Jesse Powell

No. 56
- Position: Linebacker

Personal information
- Born: April 14, 1947 Matador, Texas, U.S.
- Died: June 14, 2012 (aged 65) Lubbock, Texas, U.S.
- Listed height: 6 ft 2 in (1.88 m)
- Listed weight: 220 lb (100 kg)

Career information
- High school: Spur (Spur, Texas)
- College: West Texas A&M
- NFL draft: 1969: 9th round, 219th overall pick

Career history
- Miami Dolphins (1969-1973);

Awards and highlights
- 2× Super Bowl champion (VII, VIII);

Career NFL/AFL statistics
- Fumble recoveries: 3
- Sacks: 1
- Stats at Pro Football Reference

= Jesse Powell (American football) =

American football player (1947–2012)

Jesse Loy Powell (April 14, 1947 – June 14, 2012) was an American professional football linebacker in the National Football League (NFL). He attended West Texas A&M. He played linebacker and special teams with the Miami Dolphins from 1969 to 1973.
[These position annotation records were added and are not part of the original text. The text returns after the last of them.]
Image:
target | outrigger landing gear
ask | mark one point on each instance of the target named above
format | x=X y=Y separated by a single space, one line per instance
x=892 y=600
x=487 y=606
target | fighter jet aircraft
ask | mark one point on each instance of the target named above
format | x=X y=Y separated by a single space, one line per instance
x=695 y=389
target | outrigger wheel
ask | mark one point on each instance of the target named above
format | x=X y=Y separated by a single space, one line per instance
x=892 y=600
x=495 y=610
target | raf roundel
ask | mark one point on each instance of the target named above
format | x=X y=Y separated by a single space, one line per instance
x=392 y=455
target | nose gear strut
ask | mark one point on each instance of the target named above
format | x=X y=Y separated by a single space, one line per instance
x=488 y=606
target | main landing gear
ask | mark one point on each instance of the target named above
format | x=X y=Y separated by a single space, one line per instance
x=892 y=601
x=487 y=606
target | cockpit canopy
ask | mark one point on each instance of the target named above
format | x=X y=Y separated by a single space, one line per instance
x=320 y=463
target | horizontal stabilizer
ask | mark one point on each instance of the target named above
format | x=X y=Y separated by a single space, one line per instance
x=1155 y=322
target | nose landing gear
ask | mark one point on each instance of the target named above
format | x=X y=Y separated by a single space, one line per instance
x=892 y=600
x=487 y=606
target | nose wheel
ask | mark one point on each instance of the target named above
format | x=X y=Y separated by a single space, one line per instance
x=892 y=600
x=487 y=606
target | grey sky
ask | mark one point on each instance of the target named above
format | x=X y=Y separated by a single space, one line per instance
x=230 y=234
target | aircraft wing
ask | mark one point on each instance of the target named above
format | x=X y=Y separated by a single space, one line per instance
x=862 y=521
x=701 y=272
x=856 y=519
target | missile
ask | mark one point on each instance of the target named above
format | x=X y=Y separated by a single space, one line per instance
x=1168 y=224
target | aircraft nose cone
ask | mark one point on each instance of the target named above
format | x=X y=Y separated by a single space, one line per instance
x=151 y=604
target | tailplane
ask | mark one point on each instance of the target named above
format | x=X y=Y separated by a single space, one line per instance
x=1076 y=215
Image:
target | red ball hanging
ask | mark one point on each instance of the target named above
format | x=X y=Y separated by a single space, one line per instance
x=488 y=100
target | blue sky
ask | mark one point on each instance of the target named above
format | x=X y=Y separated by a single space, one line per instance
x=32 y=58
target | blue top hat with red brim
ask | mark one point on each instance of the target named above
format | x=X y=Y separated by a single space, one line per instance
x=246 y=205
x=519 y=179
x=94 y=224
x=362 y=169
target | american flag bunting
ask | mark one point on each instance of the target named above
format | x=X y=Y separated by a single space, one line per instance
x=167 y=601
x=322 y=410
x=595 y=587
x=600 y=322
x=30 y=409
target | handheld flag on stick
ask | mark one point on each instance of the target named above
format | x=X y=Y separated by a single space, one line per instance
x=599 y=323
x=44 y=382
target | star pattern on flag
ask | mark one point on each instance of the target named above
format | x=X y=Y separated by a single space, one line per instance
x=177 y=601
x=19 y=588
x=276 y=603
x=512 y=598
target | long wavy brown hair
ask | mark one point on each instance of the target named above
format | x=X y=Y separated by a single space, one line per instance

Powell was a member of the Dolphins during their perfect season of 1972 when the team had a 17-0 combined record in the regular season and playoffs and won Super Bowl VII. Early in the 1973 season he was bothered by a chronic knee injury he suffered the prior season, which required season-ending surgery after 3 games to remove bone chips. He announced his retirement from pro football just before the start of the 1974 preseason. Overall, Powell played for three Super Bowl teams.

Following retirement from the NFL, Powell briefly worked in the food industry before working with State Farm Insurance for 35 years. He retired from that company on March 31, 2012.

Powell died in a Texas hospital on June 14, 2012. His brother told a local news agency that the mechanism of death was cardiac arrest, but a formal cause of death had not been established.